In the 90s, GM, like the other American automakers, wasn’t necessarily known for quality. True, GM did release some fondly-remembered cars, like the GMC Syclone. But this is long before the days of the C8 Corvette. And one of the cars that suffered most in the Malaise Era was the Chevy Impala. It had gone from a stylish, near-luxury rear-wheel-drive car into a front-wheel-drive forgettable sedan. And while it did come in 2000, GM’s sedan-culling means it’s once again gone for good. But in the early 90s, the nameplate briefly reappeared on a worthy car: the Chevy Impala SS.

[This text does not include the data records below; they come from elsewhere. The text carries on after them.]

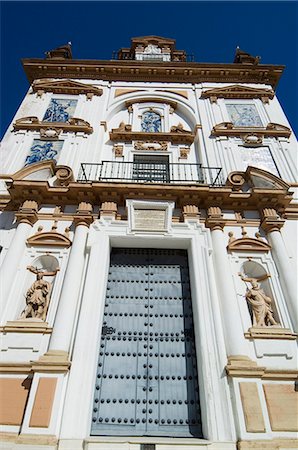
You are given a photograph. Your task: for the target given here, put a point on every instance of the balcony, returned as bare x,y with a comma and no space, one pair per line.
160,172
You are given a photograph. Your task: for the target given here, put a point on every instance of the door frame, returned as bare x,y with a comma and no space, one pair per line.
216,407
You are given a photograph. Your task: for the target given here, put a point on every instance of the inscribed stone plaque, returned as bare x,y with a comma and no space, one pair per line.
150,219
282,403
252,408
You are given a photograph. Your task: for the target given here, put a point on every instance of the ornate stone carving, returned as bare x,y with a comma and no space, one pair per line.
28,212
154,145
64,175
118,150
259,301
83,215
108,209
190,212
239,92
38,296
229,129
49,133
184,152
74,125
247,243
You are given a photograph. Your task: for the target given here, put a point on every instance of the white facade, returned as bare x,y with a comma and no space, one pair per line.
73,223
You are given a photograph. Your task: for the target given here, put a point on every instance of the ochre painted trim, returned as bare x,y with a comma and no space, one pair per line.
270,444
127,70
270,333
244,367
26,326
43,403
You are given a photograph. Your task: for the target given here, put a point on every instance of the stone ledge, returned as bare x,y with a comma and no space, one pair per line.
243,367
26,326
274,444
270,333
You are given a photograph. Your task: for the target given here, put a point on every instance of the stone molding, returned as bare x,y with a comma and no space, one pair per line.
55,361
268,444
247,244
49,238
26,326
238,92
117,70
125,134
68,87
27,212
73,125
270,333
243,367
228,129
83,215
151,100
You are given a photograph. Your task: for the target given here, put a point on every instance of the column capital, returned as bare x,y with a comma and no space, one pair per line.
108,209
27,212
215,219
271,221
83,215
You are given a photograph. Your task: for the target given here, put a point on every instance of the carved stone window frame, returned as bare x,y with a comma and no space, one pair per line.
133,205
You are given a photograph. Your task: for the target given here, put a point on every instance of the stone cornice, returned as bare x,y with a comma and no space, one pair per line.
229,130
73,125
98,192
151,71
174,137
238,92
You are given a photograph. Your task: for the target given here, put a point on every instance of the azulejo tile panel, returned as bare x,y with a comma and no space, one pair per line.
43,150
244,115
60,110
151,122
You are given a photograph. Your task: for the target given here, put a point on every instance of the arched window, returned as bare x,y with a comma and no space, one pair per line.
151,122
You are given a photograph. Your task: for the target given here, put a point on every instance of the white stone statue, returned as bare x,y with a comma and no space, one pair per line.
38,295
259,301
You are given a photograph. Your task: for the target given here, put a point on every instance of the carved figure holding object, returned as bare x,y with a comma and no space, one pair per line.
259,301
38,295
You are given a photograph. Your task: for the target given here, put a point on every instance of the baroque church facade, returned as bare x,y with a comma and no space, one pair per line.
148,264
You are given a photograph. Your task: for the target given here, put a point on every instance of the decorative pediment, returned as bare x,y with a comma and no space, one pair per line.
230,130
151,100
49,238
73,125
247,244
68,87
238,92
177,135
257,179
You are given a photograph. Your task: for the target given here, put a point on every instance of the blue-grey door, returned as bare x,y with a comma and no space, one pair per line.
147,380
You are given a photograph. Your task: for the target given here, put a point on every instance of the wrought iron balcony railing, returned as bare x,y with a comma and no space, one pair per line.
150,172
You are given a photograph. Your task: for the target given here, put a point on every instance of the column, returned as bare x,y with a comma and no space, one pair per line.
26,217
234,336
69,299
76,418
272,225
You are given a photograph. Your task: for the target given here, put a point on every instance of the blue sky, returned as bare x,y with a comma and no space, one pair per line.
210,30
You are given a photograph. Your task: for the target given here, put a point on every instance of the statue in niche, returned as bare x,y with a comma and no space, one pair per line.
259,301
38,295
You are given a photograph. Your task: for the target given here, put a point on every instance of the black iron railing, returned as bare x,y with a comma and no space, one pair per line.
150,172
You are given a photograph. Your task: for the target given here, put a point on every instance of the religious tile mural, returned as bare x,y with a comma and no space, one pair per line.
260,157
60,110
244,115
43,150
151,122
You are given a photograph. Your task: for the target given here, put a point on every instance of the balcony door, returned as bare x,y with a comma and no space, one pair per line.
151,168
146,381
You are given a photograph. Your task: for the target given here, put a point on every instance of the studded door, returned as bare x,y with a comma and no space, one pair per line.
147,376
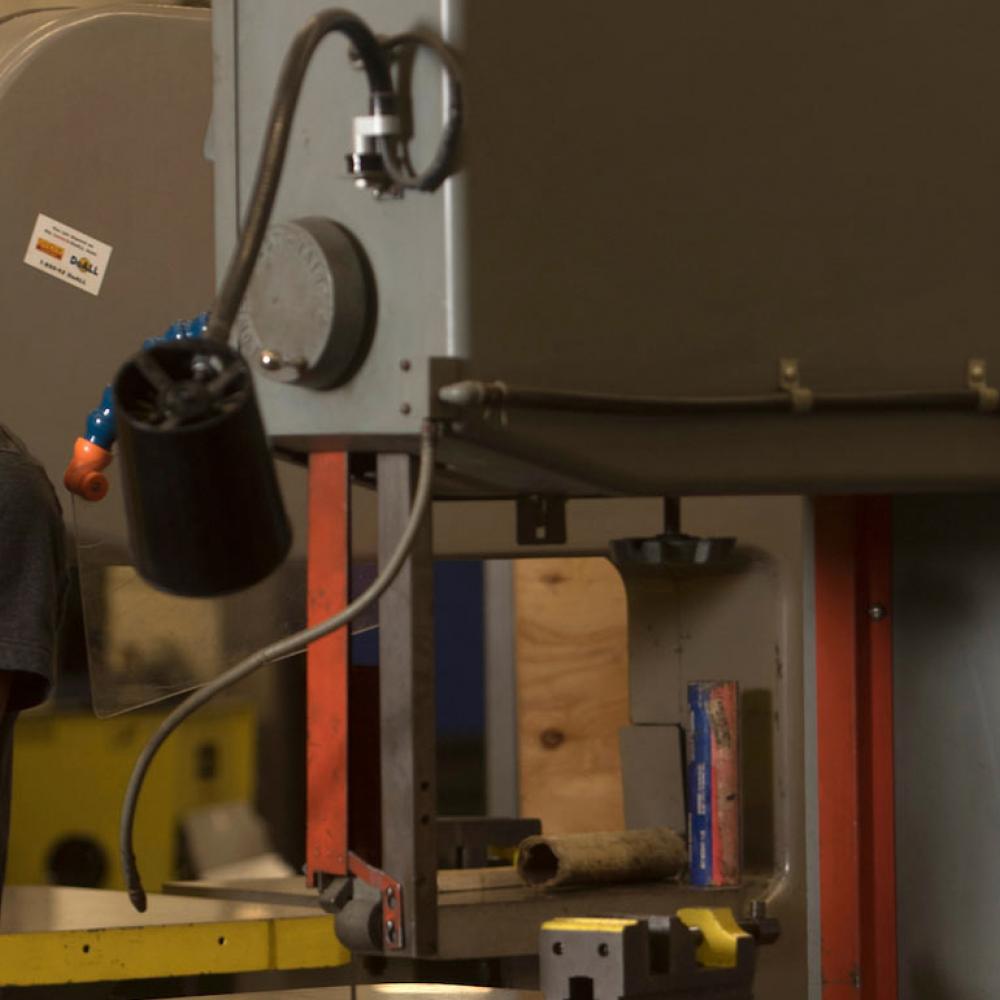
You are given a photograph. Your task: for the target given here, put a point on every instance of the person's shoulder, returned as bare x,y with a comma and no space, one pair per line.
23,481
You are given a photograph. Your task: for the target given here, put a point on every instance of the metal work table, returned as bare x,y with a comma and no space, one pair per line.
499,917
54,936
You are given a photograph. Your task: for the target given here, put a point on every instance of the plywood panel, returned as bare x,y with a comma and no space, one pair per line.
572,671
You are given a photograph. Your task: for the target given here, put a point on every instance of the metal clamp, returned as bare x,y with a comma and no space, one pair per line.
368,908
788,379
989,398
365,163
391,894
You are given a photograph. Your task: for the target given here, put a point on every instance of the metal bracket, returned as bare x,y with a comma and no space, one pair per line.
541,520
391,894
788,379
975,375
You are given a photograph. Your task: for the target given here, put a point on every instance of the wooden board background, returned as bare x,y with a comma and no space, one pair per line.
572,675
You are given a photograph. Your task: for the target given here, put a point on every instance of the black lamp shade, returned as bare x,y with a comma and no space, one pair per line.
205,515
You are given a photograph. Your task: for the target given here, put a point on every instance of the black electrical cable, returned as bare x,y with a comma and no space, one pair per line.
279,128
423,494
484,395
436,173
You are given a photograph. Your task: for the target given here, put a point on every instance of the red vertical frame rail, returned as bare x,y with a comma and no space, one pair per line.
328,665
853,579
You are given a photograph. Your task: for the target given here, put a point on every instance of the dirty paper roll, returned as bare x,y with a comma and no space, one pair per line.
586,858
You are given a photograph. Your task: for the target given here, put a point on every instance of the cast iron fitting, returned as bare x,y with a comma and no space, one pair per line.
205,515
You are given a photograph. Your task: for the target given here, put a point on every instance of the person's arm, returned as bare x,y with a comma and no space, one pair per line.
32,579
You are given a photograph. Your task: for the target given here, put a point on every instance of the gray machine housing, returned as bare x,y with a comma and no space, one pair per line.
663,199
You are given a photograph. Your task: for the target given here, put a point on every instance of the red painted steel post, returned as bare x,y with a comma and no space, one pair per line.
877,824
853,575
327,665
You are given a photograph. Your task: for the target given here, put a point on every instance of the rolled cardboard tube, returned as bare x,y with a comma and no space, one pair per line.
585,858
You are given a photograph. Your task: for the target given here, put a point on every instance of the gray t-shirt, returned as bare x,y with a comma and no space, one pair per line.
32,582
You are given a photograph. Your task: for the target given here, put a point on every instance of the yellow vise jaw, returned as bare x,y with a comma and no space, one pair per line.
720,935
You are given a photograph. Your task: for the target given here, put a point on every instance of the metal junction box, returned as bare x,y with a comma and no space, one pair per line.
659,200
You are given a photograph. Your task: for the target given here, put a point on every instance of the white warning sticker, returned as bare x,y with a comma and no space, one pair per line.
67,254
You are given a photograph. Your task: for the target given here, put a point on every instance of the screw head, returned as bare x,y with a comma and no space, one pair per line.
552,738
271,361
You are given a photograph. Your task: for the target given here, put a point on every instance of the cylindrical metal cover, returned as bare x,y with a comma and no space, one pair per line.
205,514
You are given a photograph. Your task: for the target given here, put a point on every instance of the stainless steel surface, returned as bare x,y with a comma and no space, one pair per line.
502,798
946,634
407,711
388,991
36,909
653,778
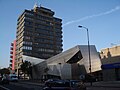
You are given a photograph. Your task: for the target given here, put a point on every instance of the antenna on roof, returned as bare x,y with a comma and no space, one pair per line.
36,5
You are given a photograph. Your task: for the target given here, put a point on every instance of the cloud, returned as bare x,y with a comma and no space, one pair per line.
92,16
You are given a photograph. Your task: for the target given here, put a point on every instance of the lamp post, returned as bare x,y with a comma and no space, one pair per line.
88,50
60,71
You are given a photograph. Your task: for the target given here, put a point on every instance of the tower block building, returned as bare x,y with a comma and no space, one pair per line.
39,34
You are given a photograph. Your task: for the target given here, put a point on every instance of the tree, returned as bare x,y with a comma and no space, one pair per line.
26,68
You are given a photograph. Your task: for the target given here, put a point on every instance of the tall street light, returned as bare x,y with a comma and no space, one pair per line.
88,50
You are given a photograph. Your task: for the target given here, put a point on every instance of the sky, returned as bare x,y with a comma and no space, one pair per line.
101,17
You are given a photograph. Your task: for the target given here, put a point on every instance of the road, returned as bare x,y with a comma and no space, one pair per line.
38,86
20,86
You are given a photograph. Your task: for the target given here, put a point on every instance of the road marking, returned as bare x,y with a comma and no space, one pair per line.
4,88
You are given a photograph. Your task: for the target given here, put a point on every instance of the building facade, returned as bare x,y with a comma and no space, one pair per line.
39,34
69,64
110,58
12,55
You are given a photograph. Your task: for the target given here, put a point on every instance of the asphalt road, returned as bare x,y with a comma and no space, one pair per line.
20,86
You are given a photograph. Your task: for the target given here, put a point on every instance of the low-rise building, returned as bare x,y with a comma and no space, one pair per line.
110,58
69,64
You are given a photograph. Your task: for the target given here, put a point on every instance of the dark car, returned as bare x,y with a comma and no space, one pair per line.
62,85
4,79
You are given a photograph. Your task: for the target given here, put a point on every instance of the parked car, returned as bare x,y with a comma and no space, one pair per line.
4,79
13,78
63,85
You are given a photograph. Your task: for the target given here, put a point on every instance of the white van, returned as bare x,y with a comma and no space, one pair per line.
13,77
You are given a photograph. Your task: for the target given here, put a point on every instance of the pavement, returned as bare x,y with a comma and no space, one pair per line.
110,85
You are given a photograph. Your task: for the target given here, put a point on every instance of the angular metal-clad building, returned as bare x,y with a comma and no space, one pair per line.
70,64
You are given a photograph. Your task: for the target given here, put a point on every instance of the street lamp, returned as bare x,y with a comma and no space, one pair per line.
88,49
60,70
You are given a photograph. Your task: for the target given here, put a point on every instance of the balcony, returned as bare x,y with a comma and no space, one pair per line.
11,44
11,61
11,52
10,65
11,48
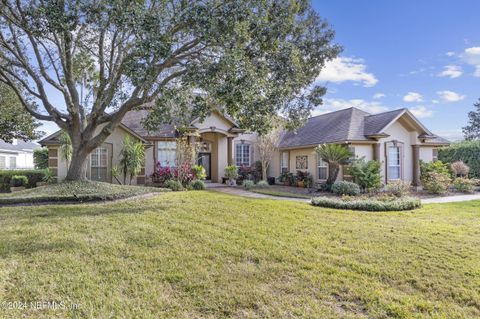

What made the Chevy Impala SS cool?
In 1994, there was no Cadillac V-Series. The thought of putting a Corvette engine into an ordinary RWD sedan was completely out of the box. And yet, as Hagerty explains, that’s exactly what Chevy did to make the Impala SS out of the Caprice sedan. In a way, the Impala SS was like the American Lotus Carlton.
Under the hood is a 5.7-liter V8 pulled from the contemporary Corvette. It has some modifications, such as cast-iron heads instead of aluminum ones, Car and Driver reports. And different exhaust and intake manifolds for less noise. But it still put out 260 hp and 330 lb-ft, Autoweek reports and was linked to a 4-speed automatic. 0-60, Autotrader reports, came in 6.5 seconds. Although not necessarily fast today, that was roughly 0.5 seconds faster than the contemporary BMW 5-Series. It was also faster than that other sporty American sedan of the time, the Ford Taurus SHO.
However, the Chevy Impala SS wasn’t only about straight-line speed. The big sedan also received several components from the Caprice police car. It got an anti-roll bar, strengthened suspension, and lower ride height. The brakes were larger, and the power steering quicker. The Impala SS also got front bucket seats, instead of the standard bench. And there was a limited-slip differential in the rear.
Driving the Chevy Impala SS
Doug Demuro recently spent some time with a 1996 Chevy Impala SS. And overall, he came away impressed.
True, the large sedan has its quirks. The gas cap, for example, is hidden underneath the license plate, in a throwback to the 70s. The rear seat is somewhat smaller than you’d expect, in order to make the trunk as large as possible. Although, Automobile Magazine reports even 6-foot-tall passengers can sit back there without discomfort.
Demuro also reports that the Caprice-derived automatic couldn’t really handle the V8’s torque and power. As such, quite a few Impala SS’ suffered blown transmissions or were converted to manuals.
However, flooring it on the road reveals the Chevy Impala SS is fairly quick. And while the ride is stiffer than expected, it’s still a comfortable driver. Plus, while there is body roll—this is a 90s GM sedan, after all—the steering is remarkably precise and quick.
Pricing and availability
Although Chevy did make an Impala SS in the 2000s, that was a purely FWD car. The RWD version, meanwhile, was only made from 1994-1996. You can tell the 1994 models apart, Hot Rod reports, due to a modified C-pillar window design and different side-view mirrors. In addition, for 1996, the car swapped out its column-mounted shifter for a floor-mounted one. The ’96 model also got analog gauges, instead of the digital ones, though the swap did add a tachometer.
The most common, and desirable, Chevy Impala SS is the 1996 model. Of the roughly 70,000 made, more than half were ’96s. Unfortunately, because these cars were often modified, raced, crashed, and generally mistreated, finding a clean, relatively-stock one is getting harder. However, even Concours-level examples are still fairly-affordable, Hagerty reports.